On July 14, the gallery was alerted to the fact that the company had appropriated the work without permission via an image of an installation closely resembling Untitled—WZ (2019). The image shows pink-tinted, translucent cubes, some of which contain smaller cubes within them, placed in a room with pink, glittery floors. The image was disseminated as part of the WeChat promotion materials for a product-launch event in Wuzhen by M·A·C, a subsidiary cosmetics brand under Estée Lauder Companies.

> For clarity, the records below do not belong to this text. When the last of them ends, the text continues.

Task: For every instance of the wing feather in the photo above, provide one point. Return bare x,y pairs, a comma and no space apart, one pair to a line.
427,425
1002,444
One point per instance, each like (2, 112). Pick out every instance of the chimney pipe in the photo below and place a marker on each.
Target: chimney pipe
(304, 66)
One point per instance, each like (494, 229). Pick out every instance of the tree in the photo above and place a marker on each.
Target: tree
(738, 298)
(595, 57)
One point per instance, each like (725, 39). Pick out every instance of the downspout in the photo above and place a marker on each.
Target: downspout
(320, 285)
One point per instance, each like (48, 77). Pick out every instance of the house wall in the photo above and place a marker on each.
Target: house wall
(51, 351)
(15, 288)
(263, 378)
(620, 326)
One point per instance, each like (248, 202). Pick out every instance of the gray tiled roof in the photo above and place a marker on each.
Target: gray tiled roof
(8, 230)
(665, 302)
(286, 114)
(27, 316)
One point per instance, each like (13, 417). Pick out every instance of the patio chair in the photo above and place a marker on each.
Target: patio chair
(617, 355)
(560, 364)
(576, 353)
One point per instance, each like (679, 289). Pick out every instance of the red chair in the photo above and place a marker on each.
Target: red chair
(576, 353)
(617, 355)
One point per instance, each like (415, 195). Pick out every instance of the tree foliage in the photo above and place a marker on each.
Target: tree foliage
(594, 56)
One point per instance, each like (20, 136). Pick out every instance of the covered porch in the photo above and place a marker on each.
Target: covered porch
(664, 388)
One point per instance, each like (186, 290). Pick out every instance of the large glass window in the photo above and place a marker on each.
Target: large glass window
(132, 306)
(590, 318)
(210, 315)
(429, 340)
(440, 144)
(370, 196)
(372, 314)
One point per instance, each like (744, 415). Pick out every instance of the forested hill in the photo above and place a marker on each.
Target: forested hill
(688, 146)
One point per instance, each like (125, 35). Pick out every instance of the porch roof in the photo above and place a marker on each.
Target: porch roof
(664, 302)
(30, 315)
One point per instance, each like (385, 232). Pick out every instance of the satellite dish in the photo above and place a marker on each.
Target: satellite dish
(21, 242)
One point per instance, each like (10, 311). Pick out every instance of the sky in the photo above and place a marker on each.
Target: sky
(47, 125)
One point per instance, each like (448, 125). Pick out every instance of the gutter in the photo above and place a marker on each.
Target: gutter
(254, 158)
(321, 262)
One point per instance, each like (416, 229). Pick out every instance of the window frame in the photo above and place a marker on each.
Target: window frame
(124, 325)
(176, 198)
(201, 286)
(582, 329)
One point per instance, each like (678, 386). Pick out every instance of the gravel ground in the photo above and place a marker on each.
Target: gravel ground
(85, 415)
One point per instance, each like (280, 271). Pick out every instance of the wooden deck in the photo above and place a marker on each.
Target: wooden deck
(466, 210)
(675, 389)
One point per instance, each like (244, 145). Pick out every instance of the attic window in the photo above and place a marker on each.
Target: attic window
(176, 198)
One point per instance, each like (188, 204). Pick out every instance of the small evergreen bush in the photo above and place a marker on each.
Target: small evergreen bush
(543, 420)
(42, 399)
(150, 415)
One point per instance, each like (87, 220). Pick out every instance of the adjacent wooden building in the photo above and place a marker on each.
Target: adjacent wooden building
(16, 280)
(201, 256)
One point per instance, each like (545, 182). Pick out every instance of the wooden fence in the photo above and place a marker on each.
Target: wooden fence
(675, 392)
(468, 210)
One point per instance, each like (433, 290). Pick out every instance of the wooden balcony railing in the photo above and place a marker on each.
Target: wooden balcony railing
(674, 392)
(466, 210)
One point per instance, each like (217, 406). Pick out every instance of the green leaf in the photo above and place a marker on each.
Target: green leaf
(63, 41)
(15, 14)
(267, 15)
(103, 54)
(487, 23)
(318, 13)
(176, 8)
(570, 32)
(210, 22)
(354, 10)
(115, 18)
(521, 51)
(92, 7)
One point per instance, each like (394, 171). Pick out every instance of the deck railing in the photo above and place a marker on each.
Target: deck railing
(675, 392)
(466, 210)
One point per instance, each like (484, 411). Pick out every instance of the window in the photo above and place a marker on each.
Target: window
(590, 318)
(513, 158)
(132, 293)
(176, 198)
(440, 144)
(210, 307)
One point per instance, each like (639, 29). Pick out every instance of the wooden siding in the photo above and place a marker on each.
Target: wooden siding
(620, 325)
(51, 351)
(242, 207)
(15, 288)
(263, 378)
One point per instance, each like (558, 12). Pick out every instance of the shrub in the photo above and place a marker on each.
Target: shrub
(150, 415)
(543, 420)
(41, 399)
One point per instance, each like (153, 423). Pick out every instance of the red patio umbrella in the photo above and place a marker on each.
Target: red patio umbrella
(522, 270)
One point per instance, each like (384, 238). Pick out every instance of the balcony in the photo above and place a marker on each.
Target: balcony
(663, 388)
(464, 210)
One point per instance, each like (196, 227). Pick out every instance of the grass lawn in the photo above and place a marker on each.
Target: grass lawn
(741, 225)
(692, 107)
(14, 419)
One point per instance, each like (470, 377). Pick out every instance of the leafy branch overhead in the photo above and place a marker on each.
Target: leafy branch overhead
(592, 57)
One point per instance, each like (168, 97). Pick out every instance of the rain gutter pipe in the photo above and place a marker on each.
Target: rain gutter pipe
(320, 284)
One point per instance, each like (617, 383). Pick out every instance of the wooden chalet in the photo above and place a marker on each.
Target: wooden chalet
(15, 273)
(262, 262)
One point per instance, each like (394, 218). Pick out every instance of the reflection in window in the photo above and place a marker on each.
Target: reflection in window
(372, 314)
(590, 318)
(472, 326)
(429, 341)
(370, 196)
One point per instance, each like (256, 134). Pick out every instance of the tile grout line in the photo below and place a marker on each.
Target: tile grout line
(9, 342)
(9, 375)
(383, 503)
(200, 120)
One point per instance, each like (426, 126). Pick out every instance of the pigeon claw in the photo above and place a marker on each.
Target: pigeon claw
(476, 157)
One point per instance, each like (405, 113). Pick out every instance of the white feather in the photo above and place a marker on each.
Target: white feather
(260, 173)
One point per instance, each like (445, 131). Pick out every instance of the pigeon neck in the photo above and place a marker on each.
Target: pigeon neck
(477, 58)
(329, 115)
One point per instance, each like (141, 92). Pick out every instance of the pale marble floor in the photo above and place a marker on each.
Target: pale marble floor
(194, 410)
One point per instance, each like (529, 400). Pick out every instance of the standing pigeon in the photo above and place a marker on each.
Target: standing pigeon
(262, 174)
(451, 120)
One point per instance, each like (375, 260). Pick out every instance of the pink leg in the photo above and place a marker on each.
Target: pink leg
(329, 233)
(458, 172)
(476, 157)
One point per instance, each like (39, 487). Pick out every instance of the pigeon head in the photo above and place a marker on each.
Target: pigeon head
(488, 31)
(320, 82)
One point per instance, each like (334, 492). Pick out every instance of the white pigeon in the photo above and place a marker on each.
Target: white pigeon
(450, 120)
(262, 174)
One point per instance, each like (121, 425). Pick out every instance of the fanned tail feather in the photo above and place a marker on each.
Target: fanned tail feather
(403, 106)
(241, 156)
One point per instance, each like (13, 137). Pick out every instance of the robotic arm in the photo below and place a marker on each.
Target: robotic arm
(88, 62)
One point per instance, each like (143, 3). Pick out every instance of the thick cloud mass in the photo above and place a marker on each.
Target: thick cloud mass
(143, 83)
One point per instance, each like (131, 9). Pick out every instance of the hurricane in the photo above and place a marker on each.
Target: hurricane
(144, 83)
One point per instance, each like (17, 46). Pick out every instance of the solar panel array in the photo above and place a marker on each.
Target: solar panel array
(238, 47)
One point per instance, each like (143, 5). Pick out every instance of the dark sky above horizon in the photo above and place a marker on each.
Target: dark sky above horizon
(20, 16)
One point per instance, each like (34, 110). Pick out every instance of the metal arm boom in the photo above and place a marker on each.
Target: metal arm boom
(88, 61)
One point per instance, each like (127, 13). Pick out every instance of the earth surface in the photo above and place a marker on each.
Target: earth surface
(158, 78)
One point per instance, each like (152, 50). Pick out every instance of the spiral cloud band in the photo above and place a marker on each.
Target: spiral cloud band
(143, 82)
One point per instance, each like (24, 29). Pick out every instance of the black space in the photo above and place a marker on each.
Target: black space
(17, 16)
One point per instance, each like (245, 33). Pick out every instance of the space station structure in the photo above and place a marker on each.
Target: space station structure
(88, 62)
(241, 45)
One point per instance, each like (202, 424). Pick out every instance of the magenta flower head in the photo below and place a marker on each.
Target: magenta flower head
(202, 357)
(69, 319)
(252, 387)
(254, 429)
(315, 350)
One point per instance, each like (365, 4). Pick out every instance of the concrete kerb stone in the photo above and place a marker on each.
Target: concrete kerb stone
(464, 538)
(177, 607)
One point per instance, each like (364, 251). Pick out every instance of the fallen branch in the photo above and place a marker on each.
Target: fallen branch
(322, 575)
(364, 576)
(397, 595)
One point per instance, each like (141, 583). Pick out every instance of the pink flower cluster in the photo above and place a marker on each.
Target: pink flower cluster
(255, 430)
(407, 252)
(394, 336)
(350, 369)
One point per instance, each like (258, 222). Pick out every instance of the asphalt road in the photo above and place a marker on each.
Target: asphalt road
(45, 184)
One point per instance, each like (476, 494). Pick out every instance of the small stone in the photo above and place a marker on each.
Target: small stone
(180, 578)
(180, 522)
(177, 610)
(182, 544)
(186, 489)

In the official statement, Project Fulfill demanded a public apology from Estée Lauder Companies China Affiliate. They are currently awaiting formal response from the cosmetics brand. It remains unclear whether Project Fulfill intends to pursue any legal action regarding the situation. The gallery said: “By law, plagiarism and visual plagiarism are two separate issues. It may be difficult to deem Estée Lauder Companies China Affiliate’s form of display as plagiarism, but the company should have been fully aware of its transgressions as walking a fine line between what is legally acceptable and unacceptable.” At the time of publication, Estée Lauder Companies China Affiliate had not responded to AAP’s request for comment.
Evelyn Goh is an editorial intern of ArtAsiaPacific.